This is the first post of my 'Motivational Monday' project. I received such great feedback from when we did 'Motivational March' that I felt we should keep this going. If it helps me and it helps you stay positive and happy then I should try my best at doing so! & what better day to do it on.
I have spent so long telling myself that 'I am not a cool kid. How could I possibly have pink hair, a nose piercing & a leather jacket and get away with it. How could this sweet freckled skinned young girl pull that off?' Not only were these thoughts constantly running through my head, they were joined with worry. What would my grandparents think? What would my Father say? What disapproving comments would be thrown at me.
I am not one to rebel, nor do I want to. I really respect what my family think and their traditions. But when do those traditions and upbringing become a way of living... an unhappy life?
Actually what is 'rebelling' anyway? To be individual isn't really seen as non-conforming these days. To be individual is natural. Right?
I guess I have always just told myself that having visible tattoos and coloured hair is not me and I could never make that work, perhaps I imagined that I was from something like Pride and Prejudice... or maybe I once was! Then I started thinking things like 'If only I could guarantee that I had another chance at life once I die... I would paint myself with tattoos and pierce my nose and wear DMs and leather' but how ridiculous is that?!
The moment I realised just how ridiculous that was, I booked myself in for a tattoo. I got three that day. All on my wrist- yes, they are VERY visible.
At first I was slightly regrettable. I wanted to cry- how could I have done this.
Then I woke up in the morning, glanced at my wrist and felt proud of myself.

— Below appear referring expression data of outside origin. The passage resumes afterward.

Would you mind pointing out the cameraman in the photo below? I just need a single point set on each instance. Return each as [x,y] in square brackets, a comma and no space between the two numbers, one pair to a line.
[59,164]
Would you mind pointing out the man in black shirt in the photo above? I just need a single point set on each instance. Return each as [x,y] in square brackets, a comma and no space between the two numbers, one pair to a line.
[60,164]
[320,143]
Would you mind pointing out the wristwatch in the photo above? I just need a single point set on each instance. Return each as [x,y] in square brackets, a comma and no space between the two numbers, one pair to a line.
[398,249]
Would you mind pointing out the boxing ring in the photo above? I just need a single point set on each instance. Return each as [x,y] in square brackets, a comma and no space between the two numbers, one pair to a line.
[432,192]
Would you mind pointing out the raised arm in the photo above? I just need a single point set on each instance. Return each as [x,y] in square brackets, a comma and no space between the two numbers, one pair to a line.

It doesn't matter that my mother or father might not like it. It doesn't really matter what anyone thinks. All that matters is that we be the people we want to be. We go for those BIG dreams. We apply for that crazy job that we always wanted. We fly!
We simply be happy.
People will always have an opinion... it's what we do with their 'words' that matter. We need to do the things that make US happy, we only get one chance at this so why live life to please others?!
Ps. Since writing this post I have come to realise that we are all cool kids. Just incase you doubted yourself in any way at any point?!!
PPs. My tattoo on the left there is the Alchemy symbol for Copper and means Love, balance, feminine beauty and artistic creativity--- It is everything I feel I represent and feel at times may need to be reminded of. & I blooming love it.